These sacks in the market open to all to thrust their hands in are not sacks of corn but

Of golden sovereigns, half-sovereigns, new George and the dragon, old George and the dragon, Sydney mint sovereigns, Napoleons, half-Napoleons, Belgian gold, German gold, Italian gold; gold scraped and scratched and gathered together like old rags from door to door. Sacks full of gold, verily I may say that all the gold poured out from the Australian fields, every pennyweight of it, hundreds of tons, all shipped over the sea to India, Australia, South Africa, Egypt, and, above all, America, to buy wheat. It was said that Pompey and his sons covered the great earth with their bones, for each one died in a different quarter of the world; but now he would want two more sons for Australia and America, the two new quarters which are now at work ploughing, sowing, reaping, without a month's intermission, growing corn for us. When you buy a bag of flour at the baker's you pay fivepence over the counter, a very simple transaction. Still you do not expect to get even that little bag of flour for nothing, your fivepence goes over the counter in somebody else's till. Consider now the broad ocean as the counter and yourself to represent thirty-five millions of English people buying sixteen, seventeen, or eighteen million quarters of wheat from the nations opposite, and paying for it shiploads of gold.

So that these sacks of corn in the market are truly filled with gold dust; and how strange it seems at first that our farmers, who are for ever dabbling with their hands in these golden sands, should be for ever grumbling at their poverty! 'The nearer the church the farther from God' is an old country proverb; the nearer to wheat the farther from mammon, I may construct as an addendum. Quite lately a gentleman told me that while he grew wheat on his thousand acres he lost just a pound an acre per annum, - i.e. - a thousand a year out of capital, so that if he had not happily given up this amusement he would now have been in the workhouse munching the putty there supplied for bread.
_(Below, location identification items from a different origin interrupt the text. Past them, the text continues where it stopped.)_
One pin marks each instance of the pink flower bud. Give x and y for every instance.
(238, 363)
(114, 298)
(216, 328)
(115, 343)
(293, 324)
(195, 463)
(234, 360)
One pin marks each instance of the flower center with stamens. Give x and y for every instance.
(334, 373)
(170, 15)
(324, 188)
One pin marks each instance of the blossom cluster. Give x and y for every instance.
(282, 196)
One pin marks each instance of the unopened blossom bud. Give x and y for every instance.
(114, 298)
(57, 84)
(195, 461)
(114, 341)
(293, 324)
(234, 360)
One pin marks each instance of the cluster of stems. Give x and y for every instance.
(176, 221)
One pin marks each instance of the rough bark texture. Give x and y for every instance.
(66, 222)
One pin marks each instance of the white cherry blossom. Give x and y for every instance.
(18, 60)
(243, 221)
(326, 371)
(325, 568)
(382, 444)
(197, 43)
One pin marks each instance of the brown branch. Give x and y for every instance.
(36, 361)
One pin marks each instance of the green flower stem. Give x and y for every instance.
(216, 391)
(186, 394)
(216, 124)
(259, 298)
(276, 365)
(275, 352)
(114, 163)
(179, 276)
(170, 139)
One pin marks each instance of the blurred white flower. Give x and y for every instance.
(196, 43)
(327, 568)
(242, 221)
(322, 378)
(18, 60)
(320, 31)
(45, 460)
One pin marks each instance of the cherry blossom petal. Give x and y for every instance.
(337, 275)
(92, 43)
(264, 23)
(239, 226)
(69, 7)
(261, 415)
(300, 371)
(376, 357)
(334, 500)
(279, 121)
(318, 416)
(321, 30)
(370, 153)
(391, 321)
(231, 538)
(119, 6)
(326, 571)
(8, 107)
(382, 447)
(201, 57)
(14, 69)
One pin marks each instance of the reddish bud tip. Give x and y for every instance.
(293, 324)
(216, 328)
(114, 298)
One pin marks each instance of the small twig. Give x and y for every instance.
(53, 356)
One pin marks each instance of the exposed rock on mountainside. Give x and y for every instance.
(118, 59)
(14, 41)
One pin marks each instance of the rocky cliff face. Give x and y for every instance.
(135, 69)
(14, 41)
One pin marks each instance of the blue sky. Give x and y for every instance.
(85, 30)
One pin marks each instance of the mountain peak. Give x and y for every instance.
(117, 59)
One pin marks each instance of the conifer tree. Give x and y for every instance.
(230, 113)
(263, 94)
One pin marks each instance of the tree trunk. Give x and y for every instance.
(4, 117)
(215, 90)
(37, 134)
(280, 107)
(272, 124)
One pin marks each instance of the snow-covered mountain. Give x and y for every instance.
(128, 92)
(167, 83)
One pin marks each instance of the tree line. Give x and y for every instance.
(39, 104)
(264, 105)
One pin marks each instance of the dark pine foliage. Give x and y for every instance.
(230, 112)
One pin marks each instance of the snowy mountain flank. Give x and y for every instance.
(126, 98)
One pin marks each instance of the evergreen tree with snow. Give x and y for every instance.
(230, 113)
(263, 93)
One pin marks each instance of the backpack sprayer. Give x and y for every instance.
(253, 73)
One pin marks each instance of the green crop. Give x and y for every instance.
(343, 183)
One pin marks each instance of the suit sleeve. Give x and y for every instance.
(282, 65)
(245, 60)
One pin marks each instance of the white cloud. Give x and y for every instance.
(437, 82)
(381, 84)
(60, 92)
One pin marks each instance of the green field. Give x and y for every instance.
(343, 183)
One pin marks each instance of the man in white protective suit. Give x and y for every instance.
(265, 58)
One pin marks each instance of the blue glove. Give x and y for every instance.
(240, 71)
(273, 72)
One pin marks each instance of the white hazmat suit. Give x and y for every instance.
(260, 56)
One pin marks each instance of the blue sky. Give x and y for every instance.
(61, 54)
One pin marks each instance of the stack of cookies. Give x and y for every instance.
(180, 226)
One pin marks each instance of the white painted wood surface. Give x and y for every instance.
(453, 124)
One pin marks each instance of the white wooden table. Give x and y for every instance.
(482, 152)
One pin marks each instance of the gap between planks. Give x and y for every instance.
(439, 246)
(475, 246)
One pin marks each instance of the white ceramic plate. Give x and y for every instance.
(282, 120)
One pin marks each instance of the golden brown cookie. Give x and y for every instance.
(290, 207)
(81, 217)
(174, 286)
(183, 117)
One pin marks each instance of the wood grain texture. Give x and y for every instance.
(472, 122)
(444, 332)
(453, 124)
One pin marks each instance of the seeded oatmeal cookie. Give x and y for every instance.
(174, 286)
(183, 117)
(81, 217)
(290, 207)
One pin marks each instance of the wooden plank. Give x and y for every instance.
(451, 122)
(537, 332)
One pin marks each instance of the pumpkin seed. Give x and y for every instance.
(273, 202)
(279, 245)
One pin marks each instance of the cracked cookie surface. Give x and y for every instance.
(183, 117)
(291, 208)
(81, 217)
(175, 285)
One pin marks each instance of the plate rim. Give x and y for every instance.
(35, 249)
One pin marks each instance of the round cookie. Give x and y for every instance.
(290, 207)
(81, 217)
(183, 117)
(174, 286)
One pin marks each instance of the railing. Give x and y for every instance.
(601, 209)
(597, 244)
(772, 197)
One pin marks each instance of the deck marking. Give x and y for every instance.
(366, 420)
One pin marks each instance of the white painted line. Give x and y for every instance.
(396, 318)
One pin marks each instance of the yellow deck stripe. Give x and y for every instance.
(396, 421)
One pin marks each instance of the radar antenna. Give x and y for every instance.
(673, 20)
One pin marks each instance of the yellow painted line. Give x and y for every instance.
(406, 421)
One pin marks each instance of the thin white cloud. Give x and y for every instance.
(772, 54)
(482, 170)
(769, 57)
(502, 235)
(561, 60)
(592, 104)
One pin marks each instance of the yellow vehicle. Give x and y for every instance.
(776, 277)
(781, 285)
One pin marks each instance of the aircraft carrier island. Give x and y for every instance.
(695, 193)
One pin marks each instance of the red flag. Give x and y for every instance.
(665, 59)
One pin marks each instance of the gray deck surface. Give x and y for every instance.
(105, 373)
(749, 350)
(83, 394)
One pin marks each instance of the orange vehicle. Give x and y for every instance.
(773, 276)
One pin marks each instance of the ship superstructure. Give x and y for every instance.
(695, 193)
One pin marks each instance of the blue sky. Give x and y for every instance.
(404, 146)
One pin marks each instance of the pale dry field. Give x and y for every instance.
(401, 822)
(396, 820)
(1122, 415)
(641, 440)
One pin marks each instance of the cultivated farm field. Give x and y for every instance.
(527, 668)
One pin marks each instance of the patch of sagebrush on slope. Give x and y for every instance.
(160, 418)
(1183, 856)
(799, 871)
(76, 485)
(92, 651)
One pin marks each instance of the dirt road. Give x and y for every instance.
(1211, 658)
The rag and bone men go from door to door filling an old bag with scraps of linen, and so innumerable agents of bankers and financiers, vampires that suck gold, are for ever prowling about collecting every golden coin they can scent out and shipping it over sea. And what does not go abroad is in consequence of this great drain sharply locked up in the London safes as reserves against paper, and cannot be utilised in enterprises or manufacture. Therefore trade stands still, and factories are closed, and ship-yards are idle, and beautiful vessels are stored up doing nothing by hundreds in dock; coal mines left to be filled with water, and furnaces blown out. Therefore there is bitter distress and starvation, and cries for relief works, and one meal a day for Board school children, and the red flag of Socialism is unfurled.